The OS is the same, but the interface between the hardware and the OS is different per device. This is what is normally referred to as firmware in most computing environments, but also can include device drivers. In the case of the BlackBerry OS, RIM is choosing the specific components for each particular device such as the "device drivers" to allow the phone to work on that hardware, but the underlying OS is the same. The UI is also being cherry picked per device because some devices support the touch screen and others do not. The UI itself is very malleable because this is how themes are worked into the OS. By cherry picking what gets added or not to the latest version of their OS, RIM is making sure that the amount of space used by their OS is minimal.
With respect to the 9530 and 9500 model differences, the underlying OS is the same and the UI should also be the same, but the device drivers that connect the abstracted layer of the OS to the actual hardware are varying because of the hardware components of the CDMA and GSM networks. This appears to be occurring at the device selection stage of the OS upgrade/install. Even though the hardware is different and the hardware layer is different on the actual phones themselves, the underlying OS is the same and both hardware layers exist but are chosen per device to minimize storage space of all the driver programs for each hardware model. RIM only makes one operating system that is referred to as the RIM or BlackBerry OS, or the RIM or BlackBerry platform and there is no reason that they would want to waste precious application memory on each device with the device driver programs for other devices.

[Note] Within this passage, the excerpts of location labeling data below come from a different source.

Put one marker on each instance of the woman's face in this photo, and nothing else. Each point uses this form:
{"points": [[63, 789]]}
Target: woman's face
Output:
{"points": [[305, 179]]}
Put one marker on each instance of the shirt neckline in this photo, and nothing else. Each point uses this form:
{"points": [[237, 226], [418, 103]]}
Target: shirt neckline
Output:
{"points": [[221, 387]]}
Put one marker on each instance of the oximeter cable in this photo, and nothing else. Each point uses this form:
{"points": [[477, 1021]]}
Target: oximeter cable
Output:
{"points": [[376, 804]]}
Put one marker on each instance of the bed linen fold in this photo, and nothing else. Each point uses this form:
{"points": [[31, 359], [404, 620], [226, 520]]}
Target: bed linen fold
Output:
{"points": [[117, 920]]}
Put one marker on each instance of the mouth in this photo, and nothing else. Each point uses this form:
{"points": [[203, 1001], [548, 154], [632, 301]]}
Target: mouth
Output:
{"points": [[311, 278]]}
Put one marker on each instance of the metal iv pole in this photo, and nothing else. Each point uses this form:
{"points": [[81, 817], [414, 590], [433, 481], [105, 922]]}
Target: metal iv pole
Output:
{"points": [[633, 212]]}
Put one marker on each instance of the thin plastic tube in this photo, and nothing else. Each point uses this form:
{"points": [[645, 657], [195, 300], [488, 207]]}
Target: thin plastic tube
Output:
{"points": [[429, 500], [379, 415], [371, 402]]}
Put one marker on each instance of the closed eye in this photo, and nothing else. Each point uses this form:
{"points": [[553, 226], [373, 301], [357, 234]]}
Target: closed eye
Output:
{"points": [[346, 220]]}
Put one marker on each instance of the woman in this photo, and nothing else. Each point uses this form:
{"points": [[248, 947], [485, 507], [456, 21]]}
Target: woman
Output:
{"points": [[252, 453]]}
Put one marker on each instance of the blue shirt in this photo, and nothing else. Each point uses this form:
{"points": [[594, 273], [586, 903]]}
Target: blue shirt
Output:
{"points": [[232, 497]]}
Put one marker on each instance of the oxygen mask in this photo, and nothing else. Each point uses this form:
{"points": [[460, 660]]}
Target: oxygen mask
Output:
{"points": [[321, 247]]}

The question that should be focused upon is what the different version numbers indicate. There are four key numbers that distinguish each device's corresponding software. There is the number referred to as the "OS version" number by everyone on almost all threads on all forums, blogs, and websites, however, this naming might be incorrectly perpetuated. There is also a platform, cryptographic kernel, and branding version number. The cryptographic kernel appears to be the device's encryption kernel while the platform and OS number refer to other components of the software and firmware. I compared the version numbers for both the 9530 and 9500 for the same "OS number" release and they are a perfect match. The branding version appears at first glance to indicate the hardware device but some device models have different branding numbers. This could be a way to distinguish product lines of the actual hardware fabrication such as a newer motherboard and microchip or a newer radio antenna etc. Because of the use of the word "branding" it also indicates to me the possibility of it being used by various carriers and other branding level entities that would want to be distinguished from other "brands" for the same model phone, but I found a contradiction on that last idea when I stumbled across someone with friends who have different branding version numbers, but similar carriers and I assumed similar physical locations on their same model of phone.